Pesca Chile S.A. pertenece desde 2014 a Grupo Inder, que controla los negocios pesqueros y salmoneros de José Luís Del Río Goudie, cuya familia también tiene negocios en el rubro automotriz, inmobiliario, agrícola y el retail.
Al igual que Asipnor en la zona norte y Asipes en el Bío Bío, la Federación de Industrias Pesqueras del Sur Austral (Fipes) -controlada por Del Río Goudie- financió ilegalmente a políticos en el contexto de la tramitación de la Ley de Pesca de 2012, como el ex diputado Iván Fuentes, logrando pautear una indicación que permitió que los pescadores artesanales vendieran el 100% de su cuota al sector industrial, medida que sigue vigente.
Recientemente, en abril de 2025, el Sernapesca denunció a Pesca Chile por la captura y muerte de una ballena jorobada mientras realizaba faenas de pesca de krill en las cercanías de las Islas Orcadas del Sur.

Descripción: ballena jorobada enmallada en embarcación de Pesca Chile. Fuente: Sernapesca.
En el caso de las empresas de pesca reductiva, la Tesorería agregó que “según pronunciamientos de la División Jurídica de la TGR (2018 y 2024), la exclusión aplica solo a empresas productoras de harina o aceite de pescado para uso industrial. Las empresas consultadas se dedican a acuicultura y procesamiento de alimentos, actividades no cubiertas por la exclusión auditados”.
Pero al revisar información disponible en los sitios web de las mismas empresas expuesto en el apartado anterior, estas cinco compañías sí participan en la extracción, procesamiento y/o elaboración de subproductos en base a peces extraídos del mar y no cultivados, por lo cual no debieron acceder a subsidios.
También se solicitó copia de los pronunciamientos de la División Jurídica de la Tesorería que dejan constancia de estas especificaciones sobre la exclusión del beneficio, pero tampoco hubo respuesta del organismo, pese a las insistencias.
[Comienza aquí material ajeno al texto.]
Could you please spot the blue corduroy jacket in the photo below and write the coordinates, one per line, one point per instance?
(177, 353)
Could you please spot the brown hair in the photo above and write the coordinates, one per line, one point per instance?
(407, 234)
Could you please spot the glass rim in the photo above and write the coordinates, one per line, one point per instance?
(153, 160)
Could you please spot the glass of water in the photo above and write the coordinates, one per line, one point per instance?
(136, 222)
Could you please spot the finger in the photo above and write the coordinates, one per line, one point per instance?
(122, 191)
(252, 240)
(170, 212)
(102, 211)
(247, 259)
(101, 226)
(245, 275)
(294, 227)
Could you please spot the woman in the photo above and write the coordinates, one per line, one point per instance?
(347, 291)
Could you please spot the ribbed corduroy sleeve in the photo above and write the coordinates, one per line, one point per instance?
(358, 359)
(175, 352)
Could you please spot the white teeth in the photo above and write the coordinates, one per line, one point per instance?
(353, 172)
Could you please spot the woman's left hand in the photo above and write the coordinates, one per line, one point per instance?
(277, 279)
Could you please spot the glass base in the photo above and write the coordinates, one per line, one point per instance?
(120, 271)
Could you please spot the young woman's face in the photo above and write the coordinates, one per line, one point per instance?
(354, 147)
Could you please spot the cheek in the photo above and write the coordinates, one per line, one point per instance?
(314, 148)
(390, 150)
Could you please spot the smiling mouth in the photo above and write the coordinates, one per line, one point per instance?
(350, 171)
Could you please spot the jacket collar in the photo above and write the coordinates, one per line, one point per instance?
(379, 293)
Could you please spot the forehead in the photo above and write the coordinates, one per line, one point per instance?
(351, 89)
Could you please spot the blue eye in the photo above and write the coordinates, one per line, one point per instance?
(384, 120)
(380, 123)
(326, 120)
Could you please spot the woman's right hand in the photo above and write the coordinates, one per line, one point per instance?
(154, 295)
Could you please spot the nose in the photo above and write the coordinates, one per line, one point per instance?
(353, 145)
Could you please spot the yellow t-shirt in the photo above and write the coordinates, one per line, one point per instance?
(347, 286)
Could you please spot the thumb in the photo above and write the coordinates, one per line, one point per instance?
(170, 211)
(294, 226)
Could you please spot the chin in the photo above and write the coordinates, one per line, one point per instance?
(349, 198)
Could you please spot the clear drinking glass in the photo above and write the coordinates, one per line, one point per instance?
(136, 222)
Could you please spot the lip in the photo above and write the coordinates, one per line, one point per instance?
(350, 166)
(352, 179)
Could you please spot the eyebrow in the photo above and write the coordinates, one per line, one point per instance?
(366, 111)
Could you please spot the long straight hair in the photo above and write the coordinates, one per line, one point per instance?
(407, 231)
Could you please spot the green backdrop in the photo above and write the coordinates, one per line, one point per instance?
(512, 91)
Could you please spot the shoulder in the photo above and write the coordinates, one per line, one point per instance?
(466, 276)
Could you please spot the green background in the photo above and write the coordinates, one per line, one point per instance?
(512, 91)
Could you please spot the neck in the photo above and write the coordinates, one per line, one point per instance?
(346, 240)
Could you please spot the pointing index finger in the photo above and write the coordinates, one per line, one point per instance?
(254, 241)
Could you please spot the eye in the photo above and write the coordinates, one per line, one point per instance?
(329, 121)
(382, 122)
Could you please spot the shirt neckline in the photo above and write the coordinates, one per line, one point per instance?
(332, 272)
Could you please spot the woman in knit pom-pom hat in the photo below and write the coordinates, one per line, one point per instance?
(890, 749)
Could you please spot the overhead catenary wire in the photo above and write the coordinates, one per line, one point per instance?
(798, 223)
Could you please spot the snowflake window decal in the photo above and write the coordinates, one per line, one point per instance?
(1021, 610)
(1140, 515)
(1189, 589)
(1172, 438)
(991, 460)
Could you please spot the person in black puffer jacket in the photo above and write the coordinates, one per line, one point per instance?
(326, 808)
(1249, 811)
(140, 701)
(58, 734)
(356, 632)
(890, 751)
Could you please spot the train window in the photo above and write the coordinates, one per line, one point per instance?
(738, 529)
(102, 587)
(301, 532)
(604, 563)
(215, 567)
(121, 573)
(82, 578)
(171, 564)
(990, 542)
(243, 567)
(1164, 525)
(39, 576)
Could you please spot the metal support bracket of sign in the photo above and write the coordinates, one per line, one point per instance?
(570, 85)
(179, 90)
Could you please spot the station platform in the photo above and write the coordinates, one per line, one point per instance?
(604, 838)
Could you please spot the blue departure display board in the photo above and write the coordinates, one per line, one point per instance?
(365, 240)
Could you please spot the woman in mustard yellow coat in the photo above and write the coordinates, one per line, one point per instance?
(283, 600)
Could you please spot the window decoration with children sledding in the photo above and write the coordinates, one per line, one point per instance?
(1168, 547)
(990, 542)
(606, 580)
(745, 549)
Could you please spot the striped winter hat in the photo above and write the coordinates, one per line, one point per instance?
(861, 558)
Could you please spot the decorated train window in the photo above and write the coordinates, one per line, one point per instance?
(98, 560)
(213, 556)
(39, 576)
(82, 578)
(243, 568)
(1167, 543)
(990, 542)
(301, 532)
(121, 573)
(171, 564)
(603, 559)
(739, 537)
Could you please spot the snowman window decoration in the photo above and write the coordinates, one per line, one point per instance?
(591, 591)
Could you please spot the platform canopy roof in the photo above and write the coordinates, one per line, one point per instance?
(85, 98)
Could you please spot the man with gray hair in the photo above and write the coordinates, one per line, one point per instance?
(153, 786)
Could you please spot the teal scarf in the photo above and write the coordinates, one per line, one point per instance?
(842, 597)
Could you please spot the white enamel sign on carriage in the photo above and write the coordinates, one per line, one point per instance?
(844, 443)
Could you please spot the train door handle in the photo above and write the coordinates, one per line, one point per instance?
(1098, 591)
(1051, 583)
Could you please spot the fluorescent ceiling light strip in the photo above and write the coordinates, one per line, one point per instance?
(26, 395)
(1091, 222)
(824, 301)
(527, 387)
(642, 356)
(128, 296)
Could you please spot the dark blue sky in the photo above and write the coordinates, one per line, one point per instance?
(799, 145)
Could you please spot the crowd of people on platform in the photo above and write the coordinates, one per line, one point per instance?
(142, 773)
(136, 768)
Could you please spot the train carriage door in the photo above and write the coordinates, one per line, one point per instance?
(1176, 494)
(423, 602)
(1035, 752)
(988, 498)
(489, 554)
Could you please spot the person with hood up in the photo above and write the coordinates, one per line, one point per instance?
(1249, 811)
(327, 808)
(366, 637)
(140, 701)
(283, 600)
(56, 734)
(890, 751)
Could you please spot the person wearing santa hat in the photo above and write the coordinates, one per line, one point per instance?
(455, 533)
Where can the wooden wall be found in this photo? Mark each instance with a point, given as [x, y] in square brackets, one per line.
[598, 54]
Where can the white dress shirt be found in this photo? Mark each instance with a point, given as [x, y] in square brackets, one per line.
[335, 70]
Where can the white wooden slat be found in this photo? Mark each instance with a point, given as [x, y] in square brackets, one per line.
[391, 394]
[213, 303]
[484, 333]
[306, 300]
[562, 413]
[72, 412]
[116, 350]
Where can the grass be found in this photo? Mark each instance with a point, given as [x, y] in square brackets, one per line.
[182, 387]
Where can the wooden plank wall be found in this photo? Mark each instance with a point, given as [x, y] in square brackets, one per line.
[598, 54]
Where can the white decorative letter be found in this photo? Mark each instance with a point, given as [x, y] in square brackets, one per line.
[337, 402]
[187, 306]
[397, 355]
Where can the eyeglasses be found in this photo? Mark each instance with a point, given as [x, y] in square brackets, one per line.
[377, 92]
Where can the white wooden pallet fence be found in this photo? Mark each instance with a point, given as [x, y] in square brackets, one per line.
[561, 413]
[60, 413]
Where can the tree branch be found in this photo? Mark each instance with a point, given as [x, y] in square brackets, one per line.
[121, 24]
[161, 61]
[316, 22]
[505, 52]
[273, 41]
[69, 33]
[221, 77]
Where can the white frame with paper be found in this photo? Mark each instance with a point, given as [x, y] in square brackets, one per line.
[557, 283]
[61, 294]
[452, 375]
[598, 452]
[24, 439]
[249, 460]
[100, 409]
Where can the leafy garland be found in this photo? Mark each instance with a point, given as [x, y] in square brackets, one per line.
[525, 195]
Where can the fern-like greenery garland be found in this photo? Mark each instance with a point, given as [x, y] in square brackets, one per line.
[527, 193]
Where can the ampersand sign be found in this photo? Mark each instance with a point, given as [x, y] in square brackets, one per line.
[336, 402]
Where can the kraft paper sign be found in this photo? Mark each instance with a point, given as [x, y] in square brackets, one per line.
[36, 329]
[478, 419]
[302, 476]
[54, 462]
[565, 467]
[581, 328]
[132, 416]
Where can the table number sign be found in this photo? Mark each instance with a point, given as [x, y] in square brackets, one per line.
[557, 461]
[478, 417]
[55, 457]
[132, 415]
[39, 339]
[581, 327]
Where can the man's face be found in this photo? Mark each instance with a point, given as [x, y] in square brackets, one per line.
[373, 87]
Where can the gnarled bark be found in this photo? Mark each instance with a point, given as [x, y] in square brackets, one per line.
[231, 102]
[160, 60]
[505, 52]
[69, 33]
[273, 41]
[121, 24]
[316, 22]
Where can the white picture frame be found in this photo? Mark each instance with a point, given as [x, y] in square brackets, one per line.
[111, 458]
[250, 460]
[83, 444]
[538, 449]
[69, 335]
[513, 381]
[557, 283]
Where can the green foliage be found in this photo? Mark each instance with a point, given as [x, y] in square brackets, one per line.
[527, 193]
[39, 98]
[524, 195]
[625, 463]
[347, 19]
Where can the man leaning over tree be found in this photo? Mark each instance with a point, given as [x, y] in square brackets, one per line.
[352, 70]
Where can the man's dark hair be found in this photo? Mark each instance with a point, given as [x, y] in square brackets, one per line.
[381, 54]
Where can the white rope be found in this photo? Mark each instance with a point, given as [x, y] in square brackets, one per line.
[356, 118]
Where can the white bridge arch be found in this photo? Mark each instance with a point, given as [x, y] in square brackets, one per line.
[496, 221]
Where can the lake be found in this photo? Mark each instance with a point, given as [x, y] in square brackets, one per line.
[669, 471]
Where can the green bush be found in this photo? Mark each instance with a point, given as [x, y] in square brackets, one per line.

Cuando el año 2002 se tramitó la ley que bonifica la mano de obra en zonas extremas, varios parlamentarios criticaron la lógica detrás del subsidio por responder a una concepción obsoleta de fomento productivo, pudiendo llevar a un uso ineficiente de recursos públicos. Eso fue hace veintitrés años atrás, y pese a que en ese entonces se aprobó una vigencia hasta 2012 cuyo gasto sería decreciente para dejar de existir en 2013, ha sido prorrogado una y otra vez.
Pese a todos estos antecedentes y luego de casi 50 años de ejecución del subsidio a la mano de obra, ya sea vía DL 889 -vigente desde 1975- o Ley 19.853, la Dirección de Presupuestos (DIPRES) del Ministerio de Hacienda no ha realizado ninguna evaluación sobre la eficacia del gasto público a través de este instrumento.